Additionally, using a simple "Teach, Empathy, Reassure, Help" method is effective in dealing with bedwetting, according to Coleman.
"Following the steps will assure all areas of concern are addressed," he says. "Teach your child that they are not the only one with this problem and that they are not strange, weird or abnormal. Let your child know that you understand how upset they are about their bedwetting and that you are there to help. Also let him or her know that you understand how a new baby needing all your time could look as if you don't have time for him anymore. Reassure your child that there are things you can do and products you can buy that will help him deal with and overcome their bedwetting and let your child know that there is enough love in you for him and a new baby. Help your child by offering to work together to change wet sheets, wash wet clothes, listening when they express their concern and allowing them to take care of 'accidents' on their own if they wish to. In addition, allowing your child to help you with the new baby will help him feel included, not left out."

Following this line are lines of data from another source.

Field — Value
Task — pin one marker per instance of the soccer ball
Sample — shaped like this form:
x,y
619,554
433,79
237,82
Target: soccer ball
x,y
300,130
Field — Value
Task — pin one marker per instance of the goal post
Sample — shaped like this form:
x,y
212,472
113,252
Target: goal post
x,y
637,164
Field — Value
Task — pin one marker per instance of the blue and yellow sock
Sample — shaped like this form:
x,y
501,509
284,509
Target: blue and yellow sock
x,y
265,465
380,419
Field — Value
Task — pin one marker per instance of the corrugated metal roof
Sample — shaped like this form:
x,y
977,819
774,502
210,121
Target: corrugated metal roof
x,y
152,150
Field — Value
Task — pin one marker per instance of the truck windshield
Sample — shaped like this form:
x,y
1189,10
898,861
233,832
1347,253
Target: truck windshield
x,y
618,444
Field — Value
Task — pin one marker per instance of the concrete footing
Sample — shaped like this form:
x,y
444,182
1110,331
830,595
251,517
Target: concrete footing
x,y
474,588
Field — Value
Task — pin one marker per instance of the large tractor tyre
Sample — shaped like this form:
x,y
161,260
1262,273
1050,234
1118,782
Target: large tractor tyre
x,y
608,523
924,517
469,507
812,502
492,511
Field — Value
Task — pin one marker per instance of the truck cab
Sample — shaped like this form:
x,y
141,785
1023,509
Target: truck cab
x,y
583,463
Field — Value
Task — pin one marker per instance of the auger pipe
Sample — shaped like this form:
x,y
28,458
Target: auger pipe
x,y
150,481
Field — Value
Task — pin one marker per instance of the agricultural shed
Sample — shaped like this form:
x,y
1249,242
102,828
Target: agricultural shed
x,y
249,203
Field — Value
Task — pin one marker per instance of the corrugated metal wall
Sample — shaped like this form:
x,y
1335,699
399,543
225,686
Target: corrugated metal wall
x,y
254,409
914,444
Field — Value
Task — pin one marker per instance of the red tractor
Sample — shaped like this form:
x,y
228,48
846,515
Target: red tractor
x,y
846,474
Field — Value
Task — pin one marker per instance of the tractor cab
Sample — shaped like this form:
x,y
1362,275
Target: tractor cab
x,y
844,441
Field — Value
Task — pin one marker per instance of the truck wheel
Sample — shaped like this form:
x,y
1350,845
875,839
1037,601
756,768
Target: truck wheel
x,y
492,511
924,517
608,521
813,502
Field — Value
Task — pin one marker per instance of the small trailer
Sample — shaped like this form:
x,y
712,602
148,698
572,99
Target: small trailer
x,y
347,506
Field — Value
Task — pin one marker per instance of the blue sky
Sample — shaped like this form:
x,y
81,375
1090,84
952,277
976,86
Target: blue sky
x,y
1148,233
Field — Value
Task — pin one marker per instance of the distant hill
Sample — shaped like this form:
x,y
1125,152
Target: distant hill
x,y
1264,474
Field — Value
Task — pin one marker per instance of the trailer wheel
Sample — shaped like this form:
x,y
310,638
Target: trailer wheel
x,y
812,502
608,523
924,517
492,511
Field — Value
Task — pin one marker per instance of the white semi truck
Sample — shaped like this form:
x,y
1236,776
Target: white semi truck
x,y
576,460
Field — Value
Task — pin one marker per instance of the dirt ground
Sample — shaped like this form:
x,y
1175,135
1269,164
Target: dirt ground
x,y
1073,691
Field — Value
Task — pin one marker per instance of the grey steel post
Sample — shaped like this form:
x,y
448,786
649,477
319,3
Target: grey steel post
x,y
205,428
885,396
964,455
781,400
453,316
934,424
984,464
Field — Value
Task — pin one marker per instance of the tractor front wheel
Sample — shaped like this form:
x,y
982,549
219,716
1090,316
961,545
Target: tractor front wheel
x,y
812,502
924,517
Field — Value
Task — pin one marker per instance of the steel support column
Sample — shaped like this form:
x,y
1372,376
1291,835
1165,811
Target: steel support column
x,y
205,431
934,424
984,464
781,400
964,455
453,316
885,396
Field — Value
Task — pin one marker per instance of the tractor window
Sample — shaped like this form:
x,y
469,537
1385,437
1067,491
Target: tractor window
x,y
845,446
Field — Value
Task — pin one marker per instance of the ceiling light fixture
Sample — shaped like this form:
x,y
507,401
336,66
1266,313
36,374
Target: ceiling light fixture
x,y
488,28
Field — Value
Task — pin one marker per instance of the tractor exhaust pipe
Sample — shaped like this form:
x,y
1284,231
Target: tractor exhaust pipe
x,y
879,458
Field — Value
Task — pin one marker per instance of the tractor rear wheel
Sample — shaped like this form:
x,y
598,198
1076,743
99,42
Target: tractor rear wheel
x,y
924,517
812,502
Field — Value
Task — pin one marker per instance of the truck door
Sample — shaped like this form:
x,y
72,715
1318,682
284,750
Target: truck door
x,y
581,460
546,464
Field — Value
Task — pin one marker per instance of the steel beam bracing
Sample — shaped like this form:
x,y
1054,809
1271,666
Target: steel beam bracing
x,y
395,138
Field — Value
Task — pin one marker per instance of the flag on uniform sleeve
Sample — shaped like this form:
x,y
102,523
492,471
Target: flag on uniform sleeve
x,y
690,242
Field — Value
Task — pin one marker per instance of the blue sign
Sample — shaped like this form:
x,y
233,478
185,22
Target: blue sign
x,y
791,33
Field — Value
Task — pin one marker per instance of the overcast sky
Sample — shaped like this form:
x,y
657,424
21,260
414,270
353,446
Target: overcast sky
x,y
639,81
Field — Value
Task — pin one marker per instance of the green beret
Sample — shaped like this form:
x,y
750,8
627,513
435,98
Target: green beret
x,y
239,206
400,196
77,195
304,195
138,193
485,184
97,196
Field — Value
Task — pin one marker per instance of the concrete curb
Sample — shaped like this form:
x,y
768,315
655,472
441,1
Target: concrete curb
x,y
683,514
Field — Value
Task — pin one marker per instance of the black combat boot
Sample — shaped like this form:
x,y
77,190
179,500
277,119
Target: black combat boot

Coleman explains that children, even 10- to 12-year-olds, will regress when a new baby is added to the family, and telling a child to act his age is inappropriate.
"Since regression is normal, your child is acting his age," he says. "He believes that if you act younger, you get more love and attention, and if you act your age, you get less. Again, empathize with your child and then find ways to reward him for age-appropriate behavior."
Jealousy or frustration over a new baby is not fatal. However, it can seem like the worst situation ever to a child who feels replaced, left out or less loved. As a result of this frustration, behaviors can change – and not always for the better. With a little love, patience and understanding, even those problems that seem to be the worst can be minimized. "A child needs to know that they are still an important part of the family," Coleman says. "Parents can do this by involving the older siblings from the beginning of the pregnancy and keeping the involvement at a high level even after the baby comes home."